Assessing the dynamic extrusion-based 3D printing process for power-law fluid using numerical simulation

• Published in: Journal of food engineering Vol. 275; p. 109861
• Main Authors: Liu, Qiannan, Zhang, Nana, Wei, Wensong, Hu, Xiaojia, Tan, Yaoyao, Yu, Yongming, Deng, Yamin, Bi, Chao, Zhang, Liang, Zhang, Hong
• Format: Journal Article
• Language: English
• Published: Elsevier Ltd 01.06.2020
• Subjects: computer software; extrusion; Food 3D printing; mathematical models; Numerical simulation; potatoes; Printing characteristics; Rheological properties; temperature; three-dimensional printing; viscosity; Numerical simulation; Food 3D printing; Printing characteristics; Rheological properties
• ISSN: 0260-8774; 1873-5770
• DOI: 10.1016/j.jfoodeng.2019.109861

Numerical simulation was applied for the extrusion process in an extrusion-based food 3D printing. The rheological properties of the materials and their printing characteristics were also investigated. In this work, the distributions of velocity, local shear rate, viscosity and pressure of the materials during the extrusion process were calculated by the POLYFLOW software, and the relationship among the rheological properties, flow field distribution and printing characteristics of the materials had been described. The results showed that the pressure distribution in the flow field was directly proportional to the consistency index (K), and the pressure decreased with the increase of the flow behavior index (n), but not linearly proportional to the n. When the potato granules were added, the K value of the material increased, the n value decreased, the viscosity and pressure levels in the flow field increased, and the printing of the products deteriorated. When temperature was elevated, the K value of the material decreased, the n value remained constant initially but increased later, the viscosity level in the flow field decreased, the pressure level decreased initially and then increased slightly, the printing process became smoother, and the accuracy of the printed product enhanced.

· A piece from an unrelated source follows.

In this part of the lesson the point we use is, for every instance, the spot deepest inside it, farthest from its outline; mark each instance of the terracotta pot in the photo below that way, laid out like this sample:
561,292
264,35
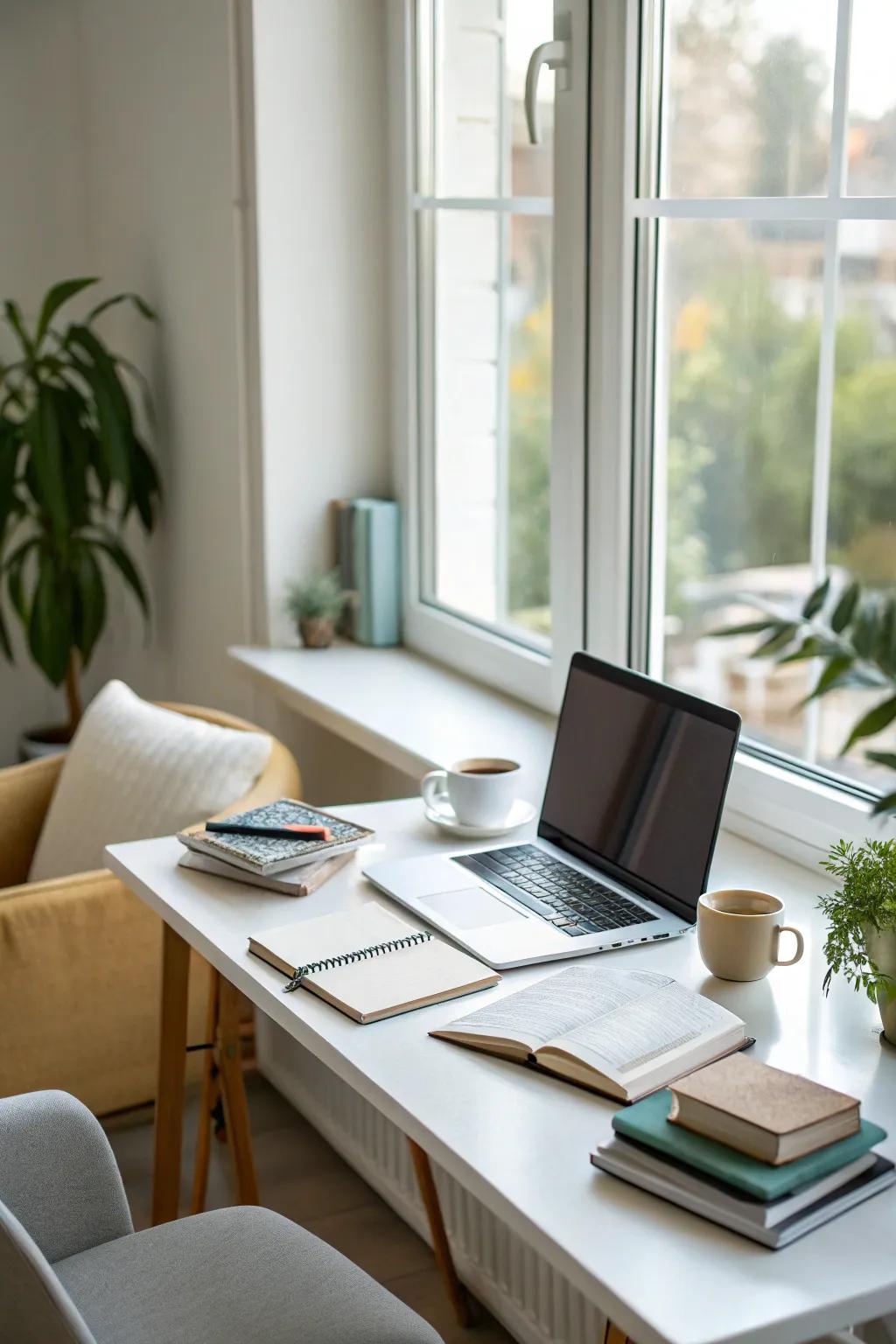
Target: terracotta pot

For the experimental 3D printer, the Power-law fluid had better printing characteristics when the K value was between 1000 Pa•sn and 1800 Pa•sn and the n value was between 0.15 and 0.3. •Numerical simulation could reveal the dynamic extrusion process for 3D printing.•K and n values determine the flow field distribution.•K and n values change with fluid rheological properties, which in turn affect the printing characteristics.•Suitable range of K and n values for 3D printing was determined.